Meticulous training process

Initially, the cognitive systems need training data to completely understand the process and improve. The laborious process of training cognitive systems is most likely the reason for its slow adoption. WellPoint’s financial management is facing a similar situation with IBM Watson. The process of training Watson for use by the insurer includes reviewing the text on every medical policy with IBM engineers. The nursing staff keeps feeding cases until the system completely understands a particular medical condition. Moreover, the complex and expensive process of using cognitive systems makes it even worse.

More intelligence augmentation rather than artificial intelligence

Cognitive computing's advantages today include precise data analysis, enhanced customer interaction, driving engagement, and making decisions. Cognitive computing systems also function more effectively as intelligence augmentation solutions than true artificial intelligence systems. It supplements human thinking and analysis but depends on humans to take the critical decisions. Smart assistants and chatbots are good examples. Rather than enterprise-wide adoption, such specialized projects are an effective way for businesses to start using cognitive systems.

Cognitive computing is definitely the next step in computing started by automation. It sets a benchmark for computing systems to reach the level of the human brain. However, some limitations make AI solutions challenging to apply in situations with high uncertainty, rapid change, or creative demands. The complexity of problem grows with the number of data sources. It is challenging to aggregate, integrate and analyze such unstructured data. A complex cognitive solution should have many technologies that coexist to give deep domain insights.

Thus, besides AI, ML and NLP, technologies such as NoSQL, Hadoop, Elasticsearch, Kafka, Spark etc should form a part of the cognitive system. This complete solution would be capable of handling dynamic real-time data and static historical data. The enterprises looking to adopt cognitive solutions should start with a specific business segment. These segments should have strong business rules to guide the algorithms, and large volumes of data to train the machines.

FAQs

 

1. Is cognitive computing the same as AI?

AI and cognitive computing may leverage some of the same technologies. However, the difference lies in their applications. AI aims to design a system that can independently think and make decisions, whereas cognitive computing aims to assist and simulate human thinking and decision-making.

2. What are the three elements of cognitive computing?

The 3 principles of cognitive computing are perception, learning, and reasoning.

3. What are the steps in cognitive computing?

Here are the 6 steps in cognitive computing.

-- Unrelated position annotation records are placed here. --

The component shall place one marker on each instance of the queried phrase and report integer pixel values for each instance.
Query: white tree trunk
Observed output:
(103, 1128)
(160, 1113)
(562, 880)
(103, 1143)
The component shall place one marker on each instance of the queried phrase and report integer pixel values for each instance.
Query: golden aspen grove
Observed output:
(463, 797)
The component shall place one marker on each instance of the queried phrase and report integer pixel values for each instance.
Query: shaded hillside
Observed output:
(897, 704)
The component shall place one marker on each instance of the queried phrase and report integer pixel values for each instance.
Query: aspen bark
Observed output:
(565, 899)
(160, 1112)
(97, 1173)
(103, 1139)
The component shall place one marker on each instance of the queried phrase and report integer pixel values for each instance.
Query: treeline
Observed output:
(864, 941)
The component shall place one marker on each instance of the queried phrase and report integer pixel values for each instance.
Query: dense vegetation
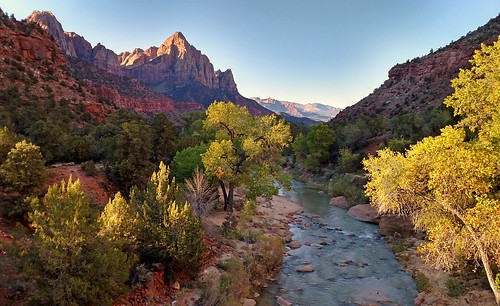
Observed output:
(448, 184)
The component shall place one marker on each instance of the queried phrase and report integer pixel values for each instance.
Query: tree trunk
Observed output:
(489, 273)
(224, 193)
(230, 196)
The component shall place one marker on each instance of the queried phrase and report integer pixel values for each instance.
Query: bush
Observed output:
(455, 288)
(350, 188)
(234, 283)
(70, 263)
(422, 282)
(399, 144)
(350, 162)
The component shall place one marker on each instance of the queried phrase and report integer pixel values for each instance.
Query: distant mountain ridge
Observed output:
(314, 111)
(423, 82)
(175, 69)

Knowledge - Remembering information.
Comprehension - Helping understand the information.
Application - Applying knowledge, principles, or theories to real-life situations.
Analysis - Comprehending a scenario by breaking it down.
Synthesis - Adjoining different areas to create an integrated whole.
Evaluation - Having a clear idea of the result observed by conducting the above processes.

4. Is RPA a cognitive computing solution?

RPA uses structured digital data inputs to perform repetitive actions. Robots cannot comprehend printed formats unless they employ OCR software, so RPA isn’t a cognitive computing solution.

5. What are the four layers of a cognitive computing system?

The four layers of cognitive computing are understand, reason, learn, and interact.

6. What are the key attributes of cognitive computing systems?

The four key attributes of cognitive computing systems are as follows.

Adaptive: It should be capable of processing data in real-time and adapting to changing environments, goals, and information.
Interactive: The system should foster user interaction, set priorities, and define their needs.
Iterative and Stateful: A cognitive computing system should be able to complete its understating of a problem by asking questions. 
Contextual: The system needs to understand and mine contextual data like domain, time, location, syntax, tasks, goals, and more.